Thursday, 30 October 2008

Crisis exported...

Yesterday the United States Federal Reserve lived up to global expectations and cut the Fed Funds rate from 1.5 to 1 per cent. This implies that the Fed has abandoned fears about inflation and will be concentrating, first and foremost, on the threat of recession.

On the same day that rates were cut, the Fed has agreed to lend $120 billion to Mexico, Singapore, Brazil and South Korea ($30 billion each). This move is in response to the unmet demand for U.S. dollars in the national banking systems of the four countries. Emerging economy banks want dollars to counteract volatility in currency, to meet obligations that must be in dollars, and to shore up confidence.

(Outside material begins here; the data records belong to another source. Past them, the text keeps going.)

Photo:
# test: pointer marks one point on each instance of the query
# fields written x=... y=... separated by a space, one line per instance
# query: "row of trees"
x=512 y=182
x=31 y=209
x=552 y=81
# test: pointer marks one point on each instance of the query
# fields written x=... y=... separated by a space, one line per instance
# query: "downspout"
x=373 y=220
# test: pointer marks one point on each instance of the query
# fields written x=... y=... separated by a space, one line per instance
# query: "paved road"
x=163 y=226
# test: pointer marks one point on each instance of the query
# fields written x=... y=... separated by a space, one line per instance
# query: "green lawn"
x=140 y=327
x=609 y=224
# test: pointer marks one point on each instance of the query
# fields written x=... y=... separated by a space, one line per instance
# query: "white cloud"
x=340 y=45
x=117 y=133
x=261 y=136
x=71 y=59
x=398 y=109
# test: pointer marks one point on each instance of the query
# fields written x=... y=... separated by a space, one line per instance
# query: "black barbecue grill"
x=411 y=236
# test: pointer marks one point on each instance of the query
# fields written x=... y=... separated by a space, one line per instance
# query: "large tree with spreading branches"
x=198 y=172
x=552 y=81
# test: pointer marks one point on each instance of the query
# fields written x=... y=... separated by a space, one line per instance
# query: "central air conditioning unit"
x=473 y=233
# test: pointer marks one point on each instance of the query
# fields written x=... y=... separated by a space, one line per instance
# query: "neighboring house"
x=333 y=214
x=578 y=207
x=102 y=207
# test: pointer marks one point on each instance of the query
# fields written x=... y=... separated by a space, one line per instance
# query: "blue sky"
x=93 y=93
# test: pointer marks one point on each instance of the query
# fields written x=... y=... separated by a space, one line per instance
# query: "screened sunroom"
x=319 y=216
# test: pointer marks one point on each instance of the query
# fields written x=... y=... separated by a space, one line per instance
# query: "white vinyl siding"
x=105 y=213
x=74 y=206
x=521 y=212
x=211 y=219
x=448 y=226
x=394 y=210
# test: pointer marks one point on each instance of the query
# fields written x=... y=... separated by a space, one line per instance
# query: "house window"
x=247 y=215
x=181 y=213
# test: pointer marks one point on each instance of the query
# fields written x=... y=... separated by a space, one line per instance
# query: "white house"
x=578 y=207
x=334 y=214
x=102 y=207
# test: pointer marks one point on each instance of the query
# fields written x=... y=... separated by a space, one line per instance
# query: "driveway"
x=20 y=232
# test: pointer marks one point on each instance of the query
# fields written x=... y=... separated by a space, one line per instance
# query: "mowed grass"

This is yet another sign that the world's financial leaders are recognizing that this crisis is no longer isolated to the industrialized nations. In fact, while the direct effects of the crisis have not fully hit the emerging economies, the effects of it on their currencies and indices have been magnified. This is partly due to emerging nation's reliance on foreign direct investment and trade. That said, for now it appears that the bulk of the instability in the emerging economies is a result of currency pressures and insecurity.

Production cuts in China are spreading fear that the world's work-shop is decelerating much faster than expected. Manufacturers are closing their doors all over the industrial regions of China. This is happening while China has reduced interest rates in an attempt to stimulate the economy. As an economy that relies heavily on export, China's output should be heavily effected by large shifts in global demand. These factory closures, however, might best be understood as a preemptive reduction in costs to prepare for what is seen as an inevitable downturn in the advanced countries (read: U.S., Japan and the E.U.), the main destination for China's exports.

While forecasts for China's growth are still highly positive they have been reduced from previous estimates and are sure not to reach the pre-crisis levels. China is a special case. It is not special because it is immune to the global recession--it certainly is not immune. It is special because the rate at which the economy must grow in order to maintain employment levels is much higher than other countries. Thus a reduction in the growth rate has grave implications for China's enormous workforce. Increasing unemployment and an inability to absorb workers migrating from the country to the cities in search of jobs could spell dangerous instability for China's government. Increasing unemployment could result in substantial social unrest.

Japan, another export dependent economy, has just announced that its industrial output was down 1.2% in the last quarter (July-September).

In European news, a poll shows the majority of Germans would favor the nationalization of large swaths of the economy.

In the U.S., consumer confidence fell to lows not seen in 41 years. Consumer confidence is an indicator that is said to measure, in some form, expected consumer spending, which accounts for two-thirds of US economic growth. Confidence has waned as falling home values, rising official unemployment, and financial insecurity have consumers tightening their belts and putting away their credit cards.

It has been reported that more than half of the bailout money given to banks has gone to dividend payments to shareholders and not lending to potential borrowers. Amidst recent nationalizations, it is about time that Americans start thinking about exerting their democratic will on the economic institutions that effect our day-to-day lives.